The stove was made in OR and I am in WA, so I don't know if this was a very big comapny or not. I believe they are out of business. I need to do more searching. 

Any advice would be great. I'm still trying to learn how to just run my fire as efficiently as possible. I'd like to get the best bang for my buck out of my wood. It obviously has a flue control and what is new for me is the vent on the front which presumably controls the air coming in. It seems like the knob (which is a bit melted) seems to be somewhat spring controlled. I have to fight to get the little vents to open and close. I just leave them open right now. 

Any input for the noob would be appreciated. Thanks for the help


----------



## gijoe985 (Nov 13, 2014)

Wow, ok, quickly found that Warnock Hersey is not a company... it is a rating... So, the stove says Trailblazer on the front. Hope that helps.


----------



## begreen (Nov 13, 2014)

The Trailblazer by Heating Energy Systems is a discontinued stove. It was made in Clackamas, OR


----------



## gijoe985 (Nov 13, 2014)

Yup, I got that part figured out. Though I still don't know what model I have, not have any operating instructions.


----------



## begreen (Nov 13, 2014)

Can you post a good picture of the label from the back of the stove? They made about 6 model wood stoves. Also, post a couple shots of the stove and the stove controls from different angles. Interior shot of the firebox might help too. One of their models, the 2000, was catalytic so we will be looking for a bypass control if so.


----------



## gijoe985 (Nov 13, 2014)

begreen said:


> Can you post a good picture of the label from the back of the stove? They made about 6 model wood stoves. Also, post a couple shots of the stove and the stove controls from different angles. Interior shot of the firebox might help too. One of their models, the 2000, was catalytic so we will be looking for a bypass control if so.

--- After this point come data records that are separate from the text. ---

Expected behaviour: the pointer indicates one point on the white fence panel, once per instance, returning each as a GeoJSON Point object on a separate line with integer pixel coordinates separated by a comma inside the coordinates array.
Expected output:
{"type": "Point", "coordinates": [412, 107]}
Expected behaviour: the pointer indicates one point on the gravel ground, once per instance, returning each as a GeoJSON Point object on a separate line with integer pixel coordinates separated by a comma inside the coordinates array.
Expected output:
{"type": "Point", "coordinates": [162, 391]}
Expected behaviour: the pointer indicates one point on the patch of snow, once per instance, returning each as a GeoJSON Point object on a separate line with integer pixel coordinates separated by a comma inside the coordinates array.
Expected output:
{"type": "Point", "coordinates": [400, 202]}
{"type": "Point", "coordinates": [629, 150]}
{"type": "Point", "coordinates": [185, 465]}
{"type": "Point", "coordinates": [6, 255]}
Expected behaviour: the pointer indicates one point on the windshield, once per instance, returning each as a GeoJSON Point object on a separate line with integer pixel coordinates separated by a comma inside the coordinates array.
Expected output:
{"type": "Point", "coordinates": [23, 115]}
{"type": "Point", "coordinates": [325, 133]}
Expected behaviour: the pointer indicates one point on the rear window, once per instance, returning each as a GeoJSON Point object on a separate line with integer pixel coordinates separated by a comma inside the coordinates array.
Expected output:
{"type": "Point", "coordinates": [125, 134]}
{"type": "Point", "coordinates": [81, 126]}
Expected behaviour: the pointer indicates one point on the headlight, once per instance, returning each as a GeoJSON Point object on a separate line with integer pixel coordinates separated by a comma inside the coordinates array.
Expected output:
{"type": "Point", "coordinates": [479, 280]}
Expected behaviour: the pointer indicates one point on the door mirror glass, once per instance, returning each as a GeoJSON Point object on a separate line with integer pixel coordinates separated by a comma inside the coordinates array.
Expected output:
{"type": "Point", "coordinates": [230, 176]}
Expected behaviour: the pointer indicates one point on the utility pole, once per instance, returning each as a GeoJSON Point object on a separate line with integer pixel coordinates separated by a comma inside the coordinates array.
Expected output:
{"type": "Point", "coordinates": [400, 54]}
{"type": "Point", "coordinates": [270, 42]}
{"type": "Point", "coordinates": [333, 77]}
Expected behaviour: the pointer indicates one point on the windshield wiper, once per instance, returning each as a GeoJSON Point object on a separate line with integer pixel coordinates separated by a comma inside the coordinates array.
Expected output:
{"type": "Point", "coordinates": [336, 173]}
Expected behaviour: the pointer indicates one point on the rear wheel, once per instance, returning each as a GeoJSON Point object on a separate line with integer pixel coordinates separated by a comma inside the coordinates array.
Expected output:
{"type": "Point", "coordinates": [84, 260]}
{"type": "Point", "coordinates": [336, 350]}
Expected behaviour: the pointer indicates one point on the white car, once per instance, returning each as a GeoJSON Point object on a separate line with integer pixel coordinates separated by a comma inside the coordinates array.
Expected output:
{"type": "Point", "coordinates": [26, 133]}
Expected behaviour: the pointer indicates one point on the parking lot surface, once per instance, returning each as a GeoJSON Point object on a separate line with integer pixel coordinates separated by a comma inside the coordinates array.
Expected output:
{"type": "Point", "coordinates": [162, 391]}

It says 1994 in the silver rectangle


----------



## gijoe985 (Nov 15, 2014)

So is this a "pre 1993" non EPA stove? If so, what's the trick to getting the best efficiency out of these things. I feel like most articles I see are geared towards the newer stoves.


----------



## begreen (Nov 16, 2014)

Yes. Looks to be that. Burn dry wood. Give it good full air to start with, then close it down as the stove warms up. Until the wood gets to the full coal stage, give it enough air to keep the fire burning at least lazily. After that you can close it down a bit more as long as it doesn't put out the fire or smolder. Experiment during the daytime so that you can keep track of how it's burning. Shoot for minimum smoking. If their is smoke coming out of the chimney, give it a bit more air.


----------



## gijoe985 (Nov 18, 2014)

I'm having a hard time separating advice that is for an older stove like mine and newer EPA stoves. 

Should I be able to stack in a bunch of wood for a longer burn once my coals are established, or should I just be putting in a couple pieces at a time, again after coal bed is established?


----------



## jeffdo4u (Nov 4, 2015)

begreen said:


> Yes. Looks to be that. Burn dry wood. Give it good full air to start with, then close it down as the stove warms up. Until the wood gets to the full coal stage, give it enough air to keep the fire burning at least lazily. After that you can close it down a bit more as long as it doesn't put out the fire or smolder. Experiment during the daytime so that you can keep track of how it's burning. Shoot for minimum smoking. If their is smoke coming out of the chimney, give it a bit more air.





begreen said:


> The Trailblazer by Heating Energy Systems is a discontinued stove. It was made in Clackamas, OR


I have this exact same stove however there are no fans on either side. any ideas on where to get replacements? no fans or wiring of any kind


----------